Broadly speaking, consumers in the U.S.iPhones appear to depreciate at a slower rate than other devices.iPhone users plan to purchase an iPhone as their next device. Apple has the highest brand loyalty of any major smartphone maker.ℹ️ “Installed user base” is a particularly interesting statistic because it doesn’t just track devices that are sold over a given period, it looks at all the devices that are still in use.Įxperts point to a number of reasons why Apple’s flagship device outperforms in the U.S.
#Pro fit watch driver#
Microsoft has a fairly even split between its various revenue sources, but similarly to Amazon its biggest revenue driver is its cloud services platform, Azure.Īfter AWS, Azure is the second largest cloud server in the world, capturing 21% of the global cloud infrastructure market. But in Q2 2022, Apple’s services branch accounted for only 24% of the company’s overall revenue.

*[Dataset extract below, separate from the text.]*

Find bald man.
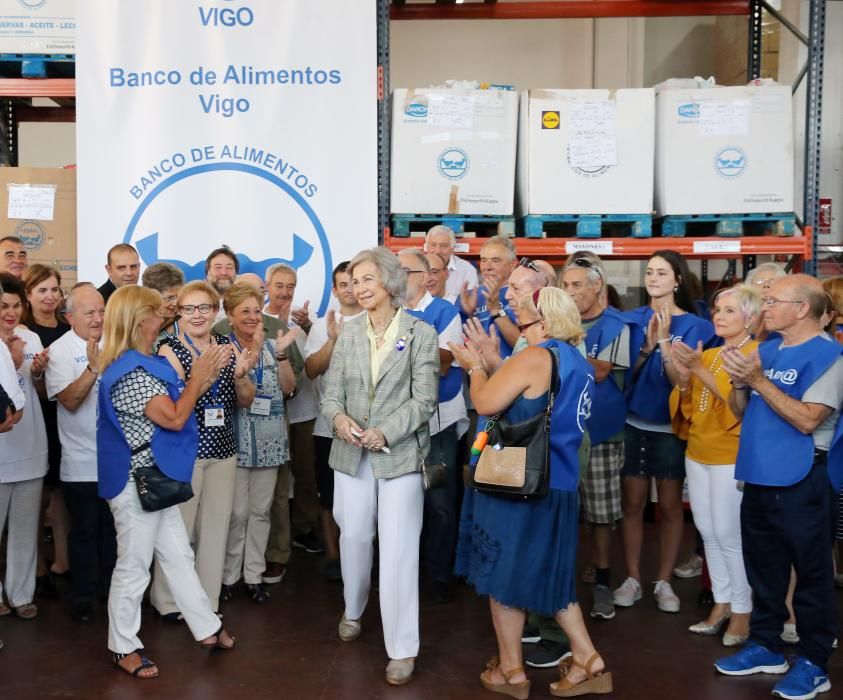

iPhones are particularly popular in the U.S., where they make up around 50% of smartphone sales across the country.īesides devices, services like Apple Music, Apple Pay, and Apple TV+ also generate revenue for the company. AppleĪpple’s biggest revenue driver is consumer electronics sales, particularly from the iPhone which accounts for nearly half of overall revenue. However, as the graphic above shows, the costs of e-commerce are so steep, that it actually reported a net loss in Q2 2022.Īs it often is, Amazon Web Services (AWS) was the company’s main profit-earner this quarter. Perhaps unsurprisingly, Amazon’s biggest revenue driver is e-commerce. Google dominates the search market-about 90% of all internet searches are done on Google platforms. This makes sense considering Google and YouTube get a lot of eyeballs. In Q2 2022, about 72% of Alphabet’s revenue came from search advertising. So how does each big tech firm make money? Let’s explore using data from each company’s June 2022 quarterly income statements.
#Pro fit watch series#
This is apparent when you look into their various revenue streams, and this series of graphics by Truman Du provides a revenue breakdown of Alphabet, Amazon, Apple, and Microsoft.

But while there is certainly competition between the world’s tech giants, it’s a lot less drastic than you might imagine. After all, they constitute the world’s largest companies by market capitalization.Īnd because of this, it’s easy to assume they’re in direct competition with each other, fiercely battling for a bigger piece of the “ Big Tech” pie.